乳がん細胞の増殖と転移を促す遺伝子を特定:米国立研究所

乳がんが悪性化する時に決定的な役割を果たす遺伝子をローレンス・バークリー国立研究所の厚井重松輝美上級研究員らのグループが見つけた。13日付の英科学誌ネイチャー(記事への直リンクです)に発表した。この遺伝子はギャングのボスのように多数の遺伝子の働きを変え、がん細胞の増殖と転移を促す。乳がんの悪性度の診断法や治療法の開発につながりそうだ。

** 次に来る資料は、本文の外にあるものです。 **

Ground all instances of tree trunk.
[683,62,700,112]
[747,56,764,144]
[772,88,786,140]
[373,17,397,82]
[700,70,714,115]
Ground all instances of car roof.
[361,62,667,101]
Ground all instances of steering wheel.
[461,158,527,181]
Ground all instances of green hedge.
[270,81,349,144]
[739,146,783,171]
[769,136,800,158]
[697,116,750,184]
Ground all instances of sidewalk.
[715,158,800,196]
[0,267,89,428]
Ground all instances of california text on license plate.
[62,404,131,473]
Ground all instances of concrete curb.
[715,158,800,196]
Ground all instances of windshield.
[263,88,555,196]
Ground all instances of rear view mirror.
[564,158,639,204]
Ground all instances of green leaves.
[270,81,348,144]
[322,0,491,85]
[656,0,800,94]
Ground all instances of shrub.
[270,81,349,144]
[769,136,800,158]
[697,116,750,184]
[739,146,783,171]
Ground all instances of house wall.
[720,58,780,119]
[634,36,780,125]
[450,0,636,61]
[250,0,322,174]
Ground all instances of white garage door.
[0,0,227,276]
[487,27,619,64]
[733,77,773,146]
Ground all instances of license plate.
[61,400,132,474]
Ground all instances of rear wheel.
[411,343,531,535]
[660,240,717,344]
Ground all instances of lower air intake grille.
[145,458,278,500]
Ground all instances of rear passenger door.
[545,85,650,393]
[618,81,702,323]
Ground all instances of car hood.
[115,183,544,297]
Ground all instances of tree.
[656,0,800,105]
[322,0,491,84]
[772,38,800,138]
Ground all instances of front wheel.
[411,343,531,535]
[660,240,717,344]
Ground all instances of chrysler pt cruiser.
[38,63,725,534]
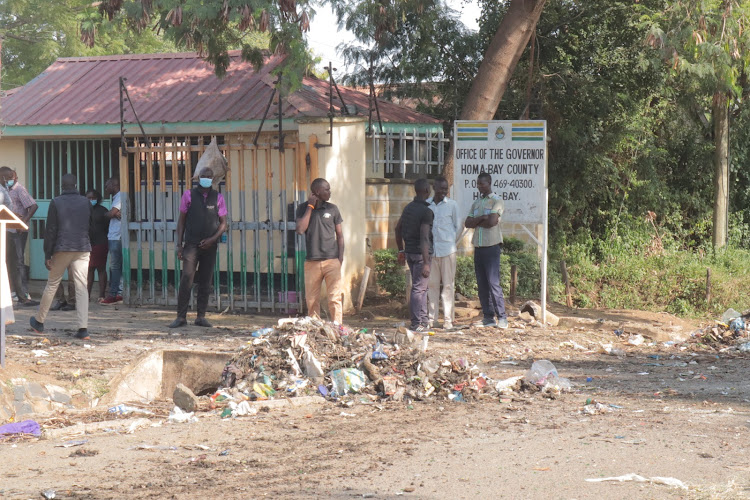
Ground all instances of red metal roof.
[0,51,440,126]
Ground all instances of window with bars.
[26,139,120,201]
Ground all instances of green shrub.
[456,255,477,298]
[560,218,750,317]
[373,248,406,298]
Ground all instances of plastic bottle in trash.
[251,328,273,339]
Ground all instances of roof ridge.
[55,50,253,62]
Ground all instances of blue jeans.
[109,240,122,297]
[406,253,430,328]
[474,245,506,319]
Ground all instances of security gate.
[120,132,317,312]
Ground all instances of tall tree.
[0,0,175,89]
[644,0,750,248]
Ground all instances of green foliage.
[373,248,406,298]
[564,219,750,316]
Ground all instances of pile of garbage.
[691,308,750,351]
[212,317,570,416]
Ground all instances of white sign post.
[453,120,548,322]
[0,205,29,368]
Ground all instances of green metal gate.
[120,133,317,313]
[26,139,120,280]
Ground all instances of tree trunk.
[443,0,546,184]
[712,92,729,248]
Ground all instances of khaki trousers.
[36,252,89,328]
[427,253,456,324]
[305,259,344,324]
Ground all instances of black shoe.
[169,318,187,328]
[73,328,91,340]
[195,318,213,328]
[29,316,44,333]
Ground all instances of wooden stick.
[357,266,370,311]
[560,260,573,307]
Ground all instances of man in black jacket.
[396,179,435,332]
[29,174,91,339]
[169,168,227,328]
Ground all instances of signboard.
[453,120,547,224]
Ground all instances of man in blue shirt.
[427,177,461,330]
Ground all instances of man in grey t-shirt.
[296,178,344,324]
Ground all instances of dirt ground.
[0,298,750,499]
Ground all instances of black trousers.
[177,243,217,318]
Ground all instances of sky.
[307,0,480,72]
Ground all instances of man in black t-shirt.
[396,179,435,332]
[296,178,344,324]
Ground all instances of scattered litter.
[586,472,688,490]
[107,404,154,415]
[523,359,571,393]
[628,333,646,345]
[167,406,198,424]
[128,444,177,451]
[55,439,89,448]
[68,448,99,458]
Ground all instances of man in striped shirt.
[464,172,508,328]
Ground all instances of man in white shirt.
[100,177,122,306]
[427,177,460,330]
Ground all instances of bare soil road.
[0,298,750,499]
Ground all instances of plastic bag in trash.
[729,318,745,333]
[523,359,570,392]
[329,368,367,396]
[721,307,742,323]
[167,406,198,423]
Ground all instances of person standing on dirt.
[296,178,344,325]
[427,177,461,330]
[29,174,91,339]
[3,167,39,307]
[100,177,122,306]
[86,189,109,304]
[169,168,227,328]
[396,179,435,332]
[464,172,508,328]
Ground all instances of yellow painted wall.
[0,137,27,186]
[299,119,367,310]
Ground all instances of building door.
[26,139,120,280]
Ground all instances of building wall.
[0,137,27,186]
[299,119,367,310]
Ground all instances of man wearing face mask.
[29,174,91,340]
[169,168,227,328]
[99,177,122,306]
[0,167,39,307]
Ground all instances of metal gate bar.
[120,133,308,312]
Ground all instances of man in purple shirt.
[169,168,227,328]
[0,167,39,306]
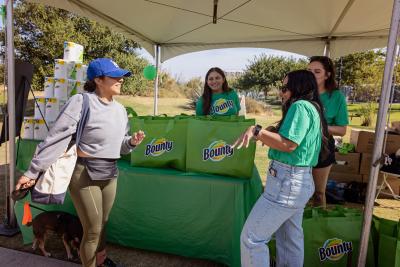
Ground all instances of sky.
[138,48,305,82]
[0,0,304,82]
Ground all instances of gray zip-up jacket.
[24,93,134,179]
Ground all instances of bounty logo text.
[318,238,353,261]
[144,138,174,157]
[203,140,234,161]
[211,98,234,115]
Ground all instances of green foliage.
[358,102,376,126]
[234,55,307,94]
[335,50,385,101]
[2,1,148,94]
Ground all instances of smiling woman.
[16,58,145,267]
[196,67,240,116]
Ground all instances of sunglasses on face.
[279,84,289,93]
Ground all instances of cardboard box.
[362,173,383,186]
[329,172,362,183]
[363,173,400,198]
[360,153,372,174]
[350,129,400,154]
[331,152,360,174]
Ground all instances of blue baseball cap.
[87,58,132,81]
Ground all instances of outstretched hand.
[15,175,36,190]
[232,126,254,149]
[131,130,146,146]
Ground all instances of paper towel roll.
[34,97,46,119]
[64,42,83,62]
[54,59,68,79]
[44,77,54,98]
[21,117,35,139]
[44,98,60,122]
[54,79,68,100]
[75,63,87,81]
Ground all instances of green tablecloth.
[15,140,262,266]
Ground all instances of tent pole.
[153,44,161,116]
[324,39,331,57]
[357,0,400,267]
[6,0,17,227]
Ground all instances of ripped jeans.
[69,162,117,267]
[240,160,315,267]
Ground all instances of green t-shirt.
[319,90,349,126]
[268,100,321,166]
[196,90,240,116]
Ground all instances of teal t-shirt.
[319,90,349,126]
[196,90,240,116]
[268,100,322,167]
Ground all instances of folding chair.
[375,171,400,201]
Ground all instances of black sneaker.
[99,257,122,267]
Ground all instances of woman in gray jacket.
[16,58,145,267]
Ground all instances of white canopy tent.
[3,0,400,266]
[31,0,393,61]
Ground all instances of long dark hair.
[277,70,329,157]
[310,56,338,92]
[201,67,231,115]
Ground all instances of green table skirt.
[15,140,262,266]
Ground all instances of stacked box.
[329,129,400,200]
[23,42,87,140]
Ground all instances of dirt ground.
[0,165,224,267]
[0,161,400,267]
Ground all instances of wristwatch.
[253,124,262,137]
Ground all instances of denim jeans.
[240,160,314,267]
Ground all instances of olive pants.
[69,163,117,267]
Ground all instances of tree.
[2,1,148,94]
[235,55,307,95]
[335,50,385,102]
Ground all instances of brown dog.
[27,211,83,260]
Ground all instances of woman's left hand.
[131,130,146,146]
[232,126,254,149]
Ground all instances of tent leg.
[357,0,400,267]
[324,39,331,57]
[0,0,19,236]
[153,45,160,116]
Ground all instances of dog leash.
[22,201,53,226]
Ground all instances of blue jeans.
[240,160,315,267]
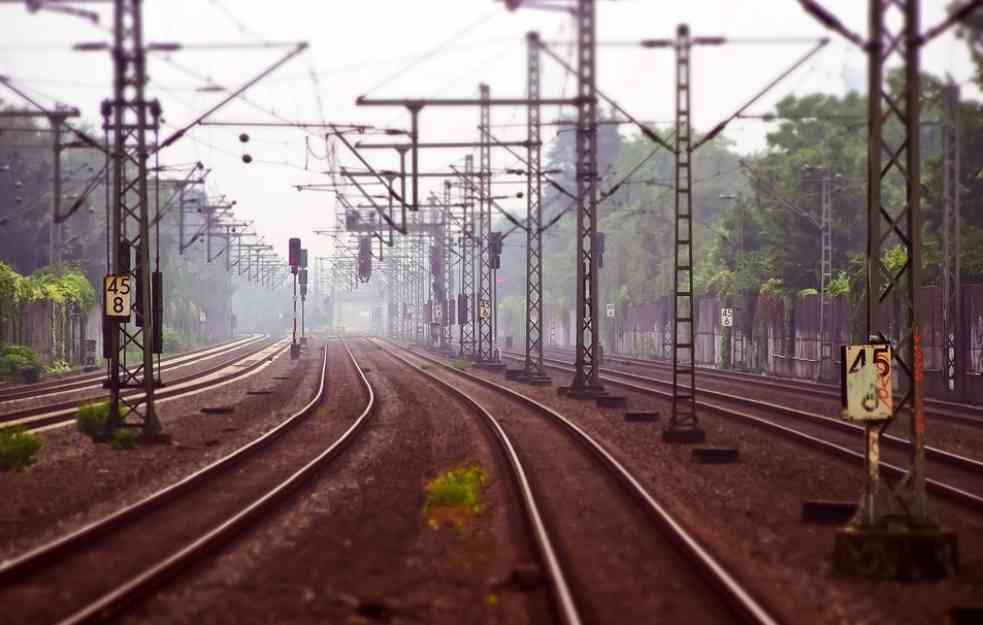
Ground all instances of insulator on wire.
[358,237,372,282]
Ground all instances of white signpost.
[843,344,894,422]
[720,308,734,328]
[102,274,133,319]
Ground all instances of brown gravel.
[0,338,276,416]
[0,342,321,623]
[420,346,983,625]
[551,352,983,461]
[396,342,735,624]
[118,341,554,625]
[0,338,320,558]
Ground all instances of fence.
[547,284,983,403]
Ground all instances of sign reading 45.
[843,344,894,421]
[102,274,133,320]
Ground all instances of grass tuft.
[423,465,485,514]
[75,401,130,443]
[0,425,41,473]
[109,428,140,451]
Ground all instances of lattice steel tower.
[102,0,161,438]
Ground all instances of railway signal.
[287,237,306,360]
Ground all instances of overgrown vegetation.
[0,261,96,366]
[0,425,41,472]
[0,345,42,383]
[423,465,486,525]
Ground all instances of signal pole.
[522,32,550,384]
[102,0,168,441]
[457,154,475,358]
[942,85,966,399]
[799,0,983,580]
[567,0,604,399]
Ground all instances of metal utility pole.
[662,24,705,442]
[568,0,604,399]
[816,165,833,380]
[457,154,476,358]
[800,0,983,579]
[942,85,966,399]
[102,0,167,440]
[522,32,550,384]
[475,84,495,364]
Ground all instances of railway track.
[376,341,778,625]
[0,342,375,625]
[504,354,983,512]
[0,334,266,403]
[0,338,289,431]
[548,348,983,429]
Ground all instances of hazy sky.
[0,0,979,264]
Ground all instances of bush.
[75,401,109,440]
[44,359,72,373]
[423,466,485,513]
[0,345,41,381]
[0,425,41,472]
[109,428,139,451]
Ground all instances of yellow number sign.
[102,274,133,319]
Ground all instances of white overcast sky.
[0,0,979,264]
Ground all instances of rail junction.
[0,0,983,625]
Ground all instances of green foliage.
[75,401,109,440]
[162,325,183,353]
[44,359,72,373]
[826,271,850,297]
[0,425,41,472]
[761,278,787,299]
[423,465,486,514]
[0,345,41,382]
[109,428,139,451]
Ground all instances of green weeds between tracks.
[75,401,131,449]
[0,425,41,472]
[423,465,486,528]
[75,401,109,440]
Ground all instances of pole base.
[833,517,958,582]
[474,360,505,373]
[662,428,707,445]
[137,432,171,445]
[557,386,608,400]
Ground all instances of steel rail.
[0,340,287,430]
[373,341,582,625]
[0,334,267,403]
[387,338,779,625]
[532,352,983,476]
[551,348,983,428]
[0,341,376,625]
[524,354,983,512]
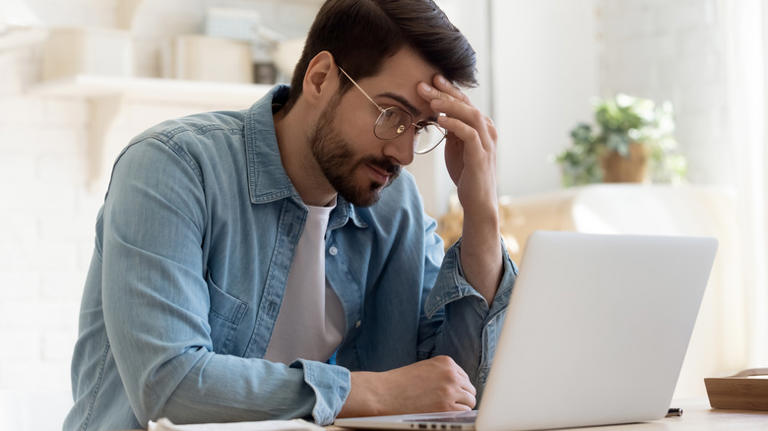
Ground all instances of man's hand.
[339,356,477,417]
[417,75,503,306]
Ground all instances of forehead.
[360,47,438,113]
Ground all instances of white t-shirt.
[264,204,346,364]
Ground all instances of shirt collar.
[245,85,368,230]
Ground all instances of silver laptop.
[335,231,717,431]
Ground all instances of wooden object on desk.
[118,399,768,431]
[704,368,768,410]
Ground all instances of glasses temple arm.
[337,66,384,112]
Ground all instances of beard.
[310,97,401,207]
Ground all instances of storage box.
[43,27,133,80]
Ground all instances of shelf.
[30,75,272,107]
[29,75,272,187]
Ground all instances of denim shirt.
[64,86,517,430]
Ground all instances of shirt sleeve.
[102,139,350,427]
[419,219,517,399]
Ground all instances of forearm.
[461,209,504,307]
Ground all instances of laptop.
[335,231,717,431]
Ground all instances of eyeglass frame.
[336,65,448,154]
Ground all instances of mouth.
[366,163,392,185]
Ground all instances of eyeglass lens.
[373,108,446,154]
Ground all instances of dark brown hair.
[284,0,477,113]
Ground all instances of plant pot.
[600,142,648,183]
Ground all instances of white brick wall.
[0,0,744,429]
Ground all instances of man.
[64,0,516,430]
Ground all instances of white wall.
[0,0,744,429]
[491,0,599,195]
[598,0,734,184]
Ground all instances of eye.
[413,121,429,135]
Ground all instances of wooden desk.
[133,400,768,431]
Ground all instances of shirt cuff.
[424,237,517,321]
[291,359,351,425]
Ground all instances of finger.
[430,99,497,148]
[437,106,488,151]
[454,390,477,410]
[437,116,483,147]
[485,117,499,142]
[432,74,472,105]
[416,82,464,103]
[429,99,480,129]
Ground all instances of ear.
[301,51,339,104]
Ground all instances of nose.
[384,132,416,166]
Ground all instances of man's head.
[282,0,476,206]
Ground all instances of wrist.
[338,371,384,417]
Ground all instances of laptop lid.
[475,231,717,431]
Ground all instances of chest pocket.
[206,275,248,354]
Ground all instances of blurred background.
[0,0,768,429]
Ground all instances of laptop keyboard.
[403,410,477,424]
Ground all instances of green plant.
[556,94,686,187]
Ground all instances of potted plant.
[556,94,686,187]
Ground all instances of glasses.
[339,66,447,154]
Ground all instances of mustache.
[361,156,402,178]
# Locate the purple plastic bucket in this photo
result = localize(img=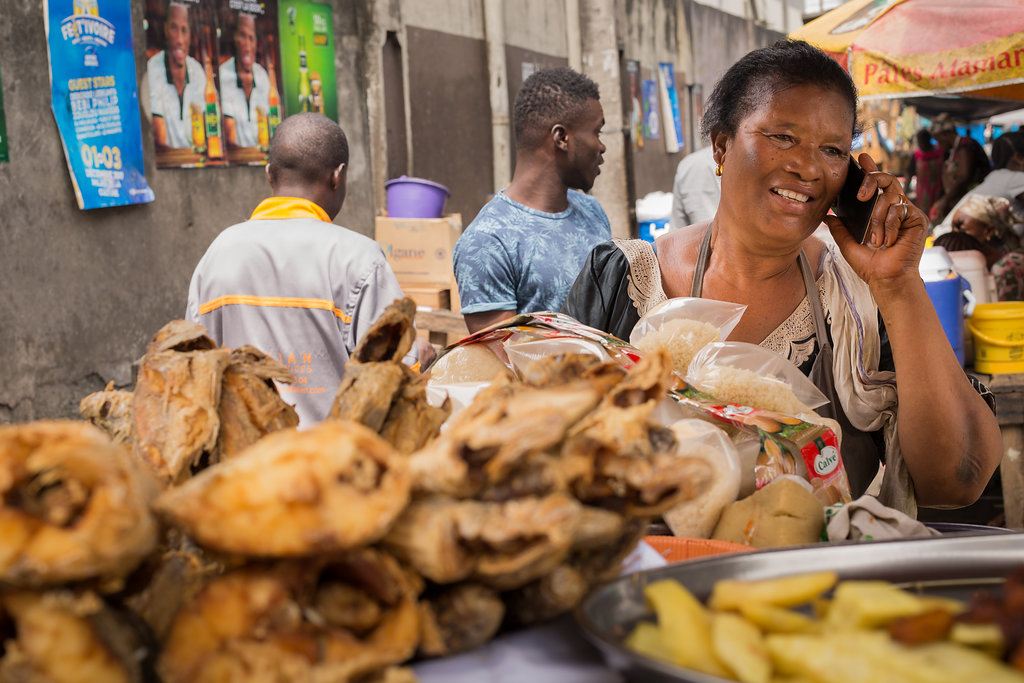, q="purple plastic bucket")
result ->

グループは、転移した乳がん細胞で働いているSATB1という遺伝子に注目。SATB1が活発に働くと、患者の生存率が下がる傾向があることを見つけた。

培養した乳がんの細胞でSATB1が働かないようにすると、1000以上の遺伝子の働きが変化し、がん細胞の増殖が抑えられた。マウスのがんではSATB1が働かないようにすると増殖や転移が抑えられ、働くようにすると転移が増えた。

「1個の遺伝子が乳がんの転移を決めている可能性がある。この遺伝子を標的にした治療法が考えられるだろう」と厚井重松さん。(asahi.com)

乳がんの検査・診断について
乳がんに対しては地方自治体で集団検診が行われています。かつては乳がん検診といえば視診と触診だけでした。しかし、近年はX線で乳房を撮影する「マンモグラフィー」も取り入れられています。マンモグラフィーが視診と触診に比べて確実性が高く、小さな異常も発見できます。

自覚症状を訴えて病院に訪れた人には、上記の検査のほかに、超音波(エコー)診断も行います。この方法では、乳房内部の5ミリメートル以上のしこりやかたまりをとらえることができます。
マンモグラフィーは、乳腺組織が密な人ではがんを発見しにくいことがあり、その場合は超音波診断のほうが有効です。